First, Plaintiff has not engaged in substantial gainful activity since May 23, 2019, his application date. [Tr. 20]. Second, prior to reaching age 18, Plaintiff had the severe impairments of autism, anxiety, depression, and asthma. Id. Third, none of Plaintiff’s impairments or combination of impairments met or medically equaled the severity of a listed impairment under 20 C.F.R. Pt. 404, Subpt. P, App’x 1. [Tr. 29]. ALJ McDaniel therefore found that, prior to reaching age 18, Plaintiff was not disabled. Id. Because Plaintiff turned 18 while his claim was pending, ALJ McDaniel continued through the five-step sequential analysis promulgated by the Commissioner for evaluating a disability claim for adults, 20 C.F.R. § 404.1520, Kyle v. Comm’r of Soc. Sec., 609 F.3d 847, 855 (6th Cir.
2010), and noted that while Plaintiff had not developed any new impairments since turning 18, he maintains the severe impairments she previously listed. Id.

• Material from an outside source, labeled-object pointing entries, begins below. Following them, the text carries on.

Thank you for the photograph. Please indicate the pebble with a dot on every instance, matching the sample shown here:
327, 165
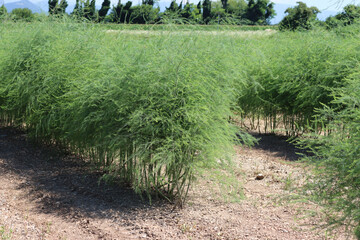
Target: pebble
259, 177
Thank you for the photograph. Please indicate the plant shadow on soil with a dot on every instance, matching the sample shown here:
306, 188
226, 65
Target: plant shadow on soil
66, 186
280, 146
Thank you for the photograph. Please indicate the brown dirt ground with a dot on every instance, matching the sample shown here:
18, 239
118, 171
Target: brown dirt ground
45, 194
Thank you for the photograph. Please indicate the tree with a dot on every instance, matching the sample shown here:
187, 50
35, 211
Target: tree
191, 13
206, 11
78, 11
148, 2
105, 6
299, 17
52, 6
3, 11
56, 8
144, 14
199, 6
22, 14
350, 15
224, 4
89, 10
260, 11
121, 13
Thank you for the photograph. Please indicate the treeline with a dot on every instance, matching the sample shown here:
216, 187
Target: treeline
252, 12
302, 17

Still, ALJ McDaniel found that none of those impairments reached or equaled listing level. Id. She then determined that, since reaching adult age, Plaintiff has the residual functional capacity (“RFC”) to perform a full range of work at all exertional levels, with the following non-exertional limitations: [Claimant] should avoid concentrated exposure to temperature extremes involving wetness and humidity as well as concentrated exposure to fumes, odors, dusts, gases, and pulmonary irritants; can understand, remember, and carry out simple and detailed instructions; and can interact occasionally with supervisors and coworkers
1 A claimant under the age of 18 is considered disabled if they have a physical or mental impairment, or combination of impairments, that results in marked and severe functional limitations that have lasted or can be expected to last for a continuous period of not less than 12 months, or can be expected to result in death. See generally 20 C.F.R. § 416.924. but no work in tandem with coworkers and no interaction with the public for task completion.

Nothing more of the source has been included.